[opendtv] Re: Getting From 59.94 to 60

  • From: Mark Schubin <tvmark@xxxxxxxxxxxxx>
  • To: opendtv@xxxxxxxxxxxxx
  • Date: Mon, 04 Apr 2011 10:08:58 -0400

On 4/4/2011 9:48 AM, Stessen, Jeroen wrote:

Your government wanted subsidized converter boxes for everyone with an old NTSC TV. If it must have a CVBC (Cinch) or even RF output, then it is very convenient if all the frequencies are NTSC compatible.

It's convenient, but it's not strictly necessary.

Barbados used to transmit NTSC-N. That's NTSC color (at roughly 3.6 MHz) on 625-line (576 active lines), 25.00-frame/50.00-field pictures. Tektronix made them the necessary sync generators. They switched to NTSC-M (U.S. standard), and the only concern was the power supplies is some older sets, which needed filtering (the power on the island is 50 Hz). The TVs had no trouble switching between 25.00 and 29.97 frames, let alone between 29.97 and 30.00, and ALL of them used RF inputs.


The history of the 59.94 Hz frame rate is a bit more complicated than I read here. System M started as 60.00 fields per second, 15750 lines per second, and a sound carrier at 4.500 MHz, i.e. at 285.71 times the line frequency.

For NTSC, the chroma carrier was added at 227.5 times the line frequency. This had to be an odd multiple in order to suppress the cross-color and cross-luma artefacts. Cross-luma exists also on B/W TVs, which could not be retrofitted with a chroma trap.

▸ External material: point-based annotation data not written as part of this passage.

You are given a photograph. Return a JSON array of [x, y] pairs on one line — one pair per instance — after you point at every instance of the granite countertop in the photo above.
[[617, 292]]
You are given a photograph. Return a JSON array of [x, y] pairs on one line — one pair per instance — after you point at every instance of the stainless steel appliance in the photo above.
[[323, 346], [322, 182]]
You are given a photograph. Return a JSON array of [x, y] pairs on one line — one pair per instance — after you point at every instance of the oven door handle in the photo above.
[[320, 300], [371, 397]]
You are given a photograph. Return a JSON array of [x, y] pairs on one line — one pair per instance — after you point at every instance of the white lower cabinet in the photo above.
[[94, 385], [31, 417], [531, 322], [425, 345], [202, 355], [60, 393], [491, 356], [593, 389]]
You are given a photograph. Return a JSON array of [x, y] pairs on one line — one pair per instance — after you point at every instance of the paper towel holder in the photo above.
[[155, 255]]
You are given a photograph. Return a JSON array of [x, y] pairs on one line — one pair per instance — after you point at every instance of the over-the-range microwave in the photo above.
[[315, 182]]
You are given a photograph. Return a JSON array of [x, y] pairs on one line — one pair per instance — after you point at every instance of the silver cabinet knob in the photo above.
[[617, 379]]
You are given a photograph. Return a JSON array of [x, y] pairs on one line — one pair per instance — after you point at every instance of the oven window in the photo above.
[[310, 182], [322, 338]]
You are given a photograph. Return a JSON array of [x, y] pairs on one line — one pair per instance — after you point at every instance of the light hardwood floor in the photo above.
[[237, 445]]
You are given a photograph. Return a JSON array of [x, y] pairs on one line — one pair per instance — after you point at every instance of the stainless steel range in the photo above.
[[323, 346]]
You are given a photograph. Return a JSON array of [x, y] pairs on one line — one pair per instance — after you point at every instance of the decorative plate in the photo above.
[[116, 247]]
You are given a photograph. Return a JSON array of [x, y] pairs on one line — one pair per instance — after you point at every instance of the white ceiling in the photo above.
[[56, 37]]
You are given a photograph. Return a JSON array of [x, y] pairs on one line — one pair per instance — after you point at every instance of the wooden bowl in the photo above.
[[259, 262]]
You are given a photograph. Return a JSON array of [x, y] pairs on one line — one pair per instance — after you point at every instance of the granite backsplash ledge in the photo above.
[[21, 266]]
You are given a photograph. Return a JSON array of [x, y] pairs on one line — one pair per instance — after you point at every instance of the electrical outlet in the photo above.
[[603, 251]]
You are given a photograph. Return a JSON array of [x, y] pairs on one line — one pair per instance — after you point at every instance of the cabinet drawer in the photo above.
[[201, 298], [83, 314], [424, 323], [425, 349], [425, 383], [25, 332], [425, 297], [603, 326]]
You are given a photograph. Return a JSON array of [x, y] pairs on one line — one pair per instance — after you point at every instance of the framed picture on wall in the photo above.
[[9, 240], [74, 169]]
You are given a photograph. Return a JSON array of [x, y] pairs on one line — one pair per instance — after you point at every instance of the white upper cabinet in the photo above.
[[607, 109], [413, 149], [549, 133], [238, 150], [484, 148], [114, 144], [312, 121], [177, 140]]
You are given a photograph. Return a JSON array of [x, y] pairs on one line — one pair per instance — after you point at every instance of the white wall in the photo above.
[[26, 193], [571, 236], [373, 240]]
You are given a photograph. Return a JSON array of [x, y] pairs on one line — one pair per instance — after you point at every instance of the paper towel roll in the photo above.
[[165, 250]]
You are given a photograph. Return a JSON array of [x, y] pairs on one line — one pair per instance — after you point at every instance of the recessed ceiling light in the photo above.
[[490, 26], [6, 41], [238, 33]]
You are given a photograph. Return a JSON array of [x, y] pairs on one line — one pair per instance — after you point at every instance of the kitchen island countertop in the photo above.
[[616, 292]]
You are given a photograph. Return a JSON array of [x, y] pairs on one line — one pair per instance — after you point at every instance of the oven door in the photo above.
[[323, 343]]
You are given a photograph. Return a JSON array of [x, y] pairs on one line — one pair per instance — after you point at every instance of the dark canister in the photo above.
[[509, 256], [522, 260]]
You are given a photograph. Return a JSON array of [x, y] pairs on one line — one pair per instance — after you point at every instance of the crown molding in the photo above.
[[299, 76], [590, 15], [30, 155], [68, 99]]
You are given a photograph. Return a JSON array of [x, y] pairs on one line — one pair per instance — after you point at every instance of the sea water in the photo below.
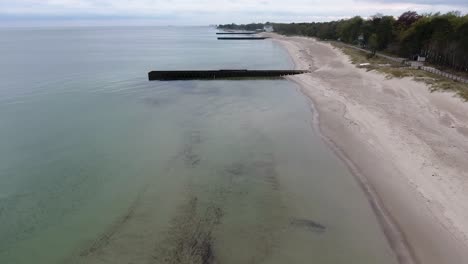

Hence the (smart !) choice for the odd multiple.(BTW this also makes it possible to apply "comb filters".)

For some reason which I can not reconstruct, there was going to be some interference between the chroma and (FM) audio carriers,

They are approximately 900 kHz apart, which makes for a very visible beat pattern of lines in the image -- at least when the FM carrier isn't modulated.